Gifts and Presents are Really Prizes

My first thought was who put the word “prize” into his head. Neither my better-half nor I would do it and I’m certain his parents wouldn’t do it either. That leaves just his friends at the daycare center that he attends almost every day. That small herd of little people who have nothing better to do all day than to play, fight, wrestle, nap, and tell each other the facts of life as translated from what they’ve heard at home. Somewhere along the way someone slipped in the word “prizes”, and it seems to have stuck.

There was no mention of Jesus, his birthday, the Magi, church or religion. It’s taken less than two generations to wean the kids from religion at Christmas to a more secular and materialistic outlook. I suppose in another few years we’ll be calling Christmas “Prize Day”.  If you’re a good little boy/girl, you win a prize but if you’re a bad little girl/boy you’ll get one anyway. We wouldn’t want you to feel like a loser.
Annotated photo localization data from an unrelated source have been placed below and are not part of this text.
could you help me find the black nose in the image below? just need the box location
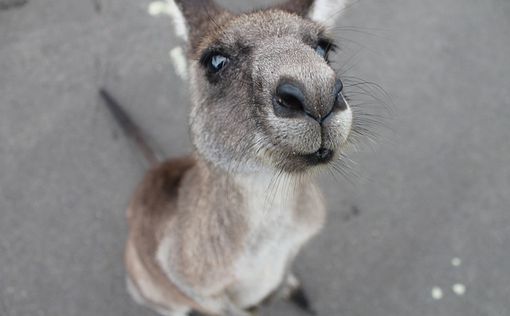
[273,80,347,122]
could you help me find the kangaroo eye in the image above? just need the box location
[209,54,229,73]
[315,40,336,59]
[316,45,327,58]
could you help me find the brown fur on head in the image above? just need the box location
[173,0,352,173]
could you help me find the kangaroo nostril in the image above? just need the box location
[334,79,347,112]
[274,83,305,113]
[334,79,344,96]
[275,95,302,111]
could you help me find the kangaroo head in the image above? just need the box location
[172,0,352,173]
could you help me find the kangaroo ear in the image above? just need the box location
[278,0,348,28]
[169,0,223,44]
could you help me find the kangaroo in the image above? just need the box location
[103,0,355,315]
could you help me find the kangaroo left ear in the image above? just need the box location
[163,0,225,49]
[278,0,349,28]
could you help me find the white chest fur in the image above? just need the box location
[228,173,323,308]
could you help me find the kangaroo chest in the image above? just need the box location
[228,175,323,308]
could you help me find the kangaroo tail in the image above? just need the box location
[99,88,163,167]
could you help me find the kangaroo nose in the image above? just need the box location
[273,80,347,122]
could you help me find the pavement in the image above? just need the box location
[1,0,510,315]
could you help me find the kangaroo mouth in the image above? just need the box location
[278,147,334,172]
[300,148,334,165]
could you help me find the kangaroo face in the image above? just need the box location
[178,0,352,173]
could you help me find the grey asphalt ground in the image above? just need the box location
[1,0,510,315]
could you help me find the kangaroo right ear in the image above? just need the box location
[169,0,223,45]
[278,0,349,28]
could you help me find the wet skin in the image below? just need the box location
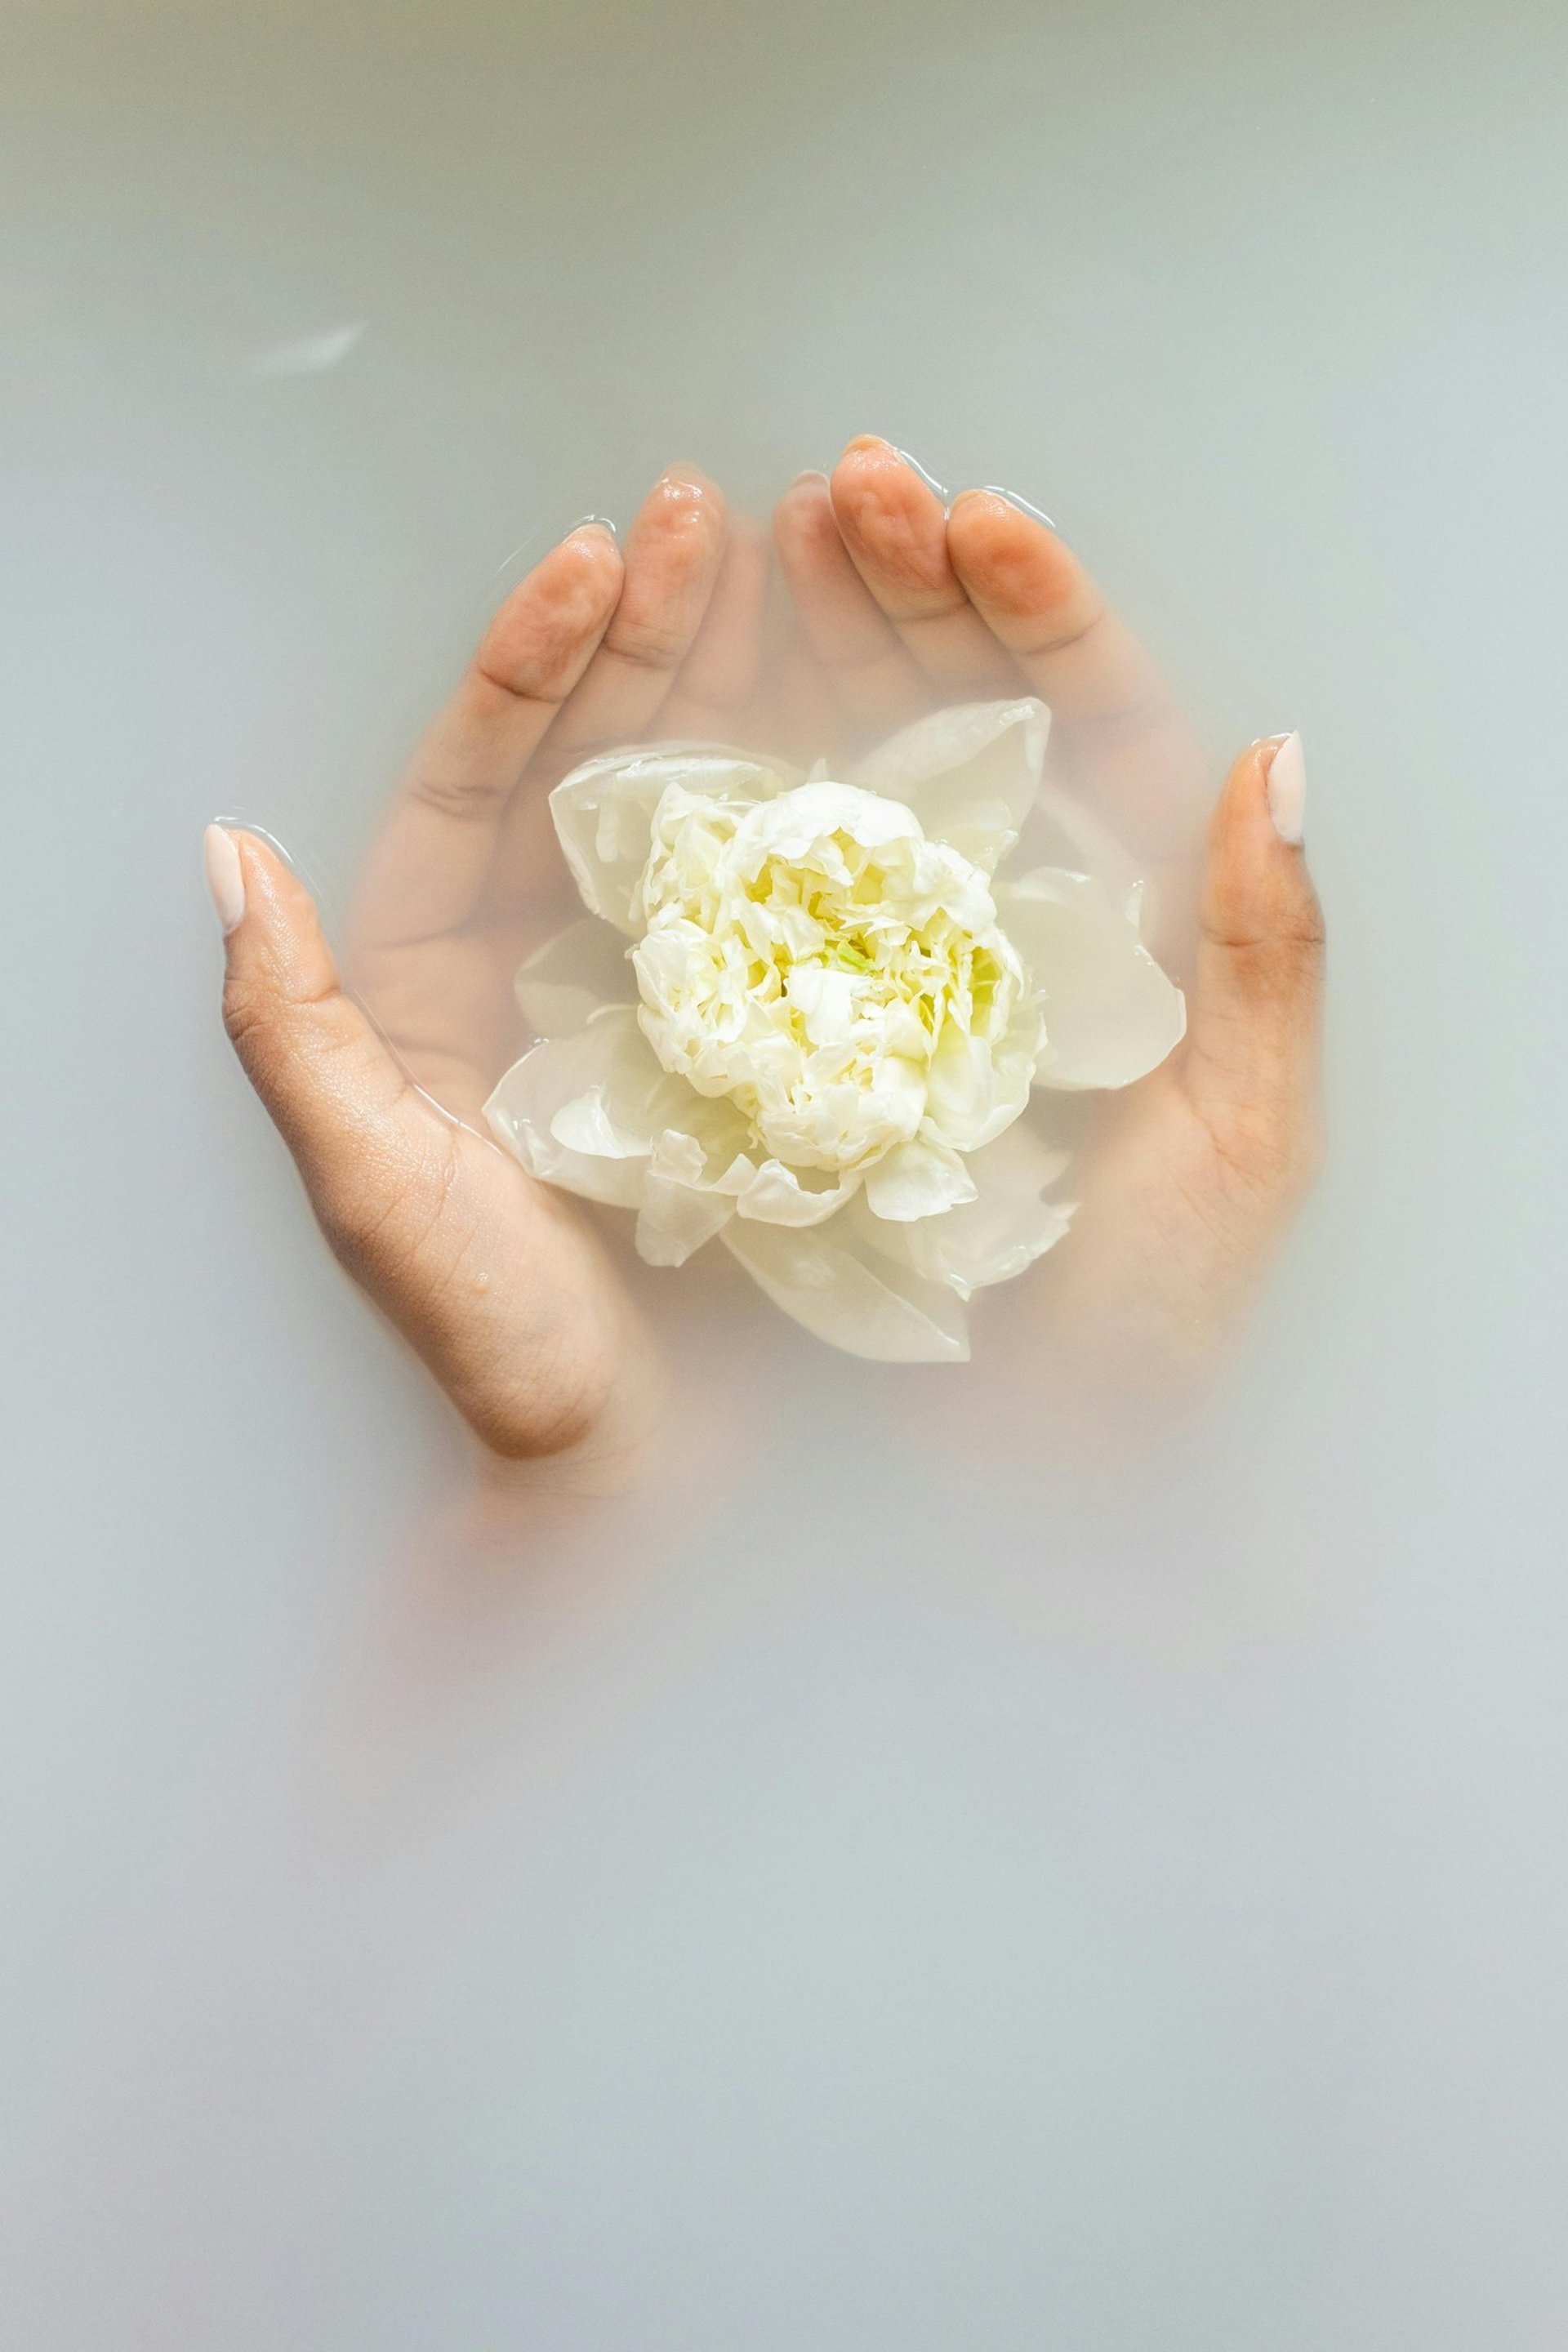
[209,440,1323,1488]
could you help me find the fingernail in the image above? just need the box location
[791,468,829,488]
[203,824,245,934]
[565,514,617,542]
[950,485,1060,533]
[1264,732,1307,844]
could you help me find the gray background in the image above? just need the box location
[4,0,1567,2344]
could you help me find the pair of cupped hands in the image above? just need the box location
[207,437,1324,1490]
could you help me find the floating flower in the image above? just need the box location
[485,701,1185,1361]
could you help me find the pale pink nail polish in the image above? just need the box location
[1266,733,1307,844]
[203,824,245,934]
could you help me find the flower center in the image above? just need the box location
[630,781,1034,1173]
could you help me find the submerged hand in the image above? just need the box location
[773,439,1324,1392]
[209,435,1323,1467]
[207,467,766,1480]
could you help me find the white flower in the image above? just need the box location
[485,701,1186,1361]
[633,777,1039,1192]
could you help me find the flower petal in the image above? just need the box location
[862,1138,978,1223]
[920,1000,1040,1154]
[733,1159,861,1228]
[635,1170,737,1267]
[849,697,1049,871]
[483,1007,697,1205]
[514,916,635,1037]
[629,1102,766,1266]
[550,744,797,933]
[1001,866,1187,1090]
[1008,782,1141,898]
[863,1122,1075,1298]
[732,778,921,866]
[722,1215,971,1362]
Having Christmas as a religious holiday gave me a fun and interesting childhood. It’s sad to see society steal away some of the youngster’s fantasies at such a young age. I’m not religious now but the memories I have of my family when I was young still make me happy. Christmas is a holiday for the little children and not so much for the adults. It took me a number of years before I made the decision for myself that Christmas wasn’t for me. Let’s let the tots have their fun, they’ll be plenty of time in the future for society to screw with their heads.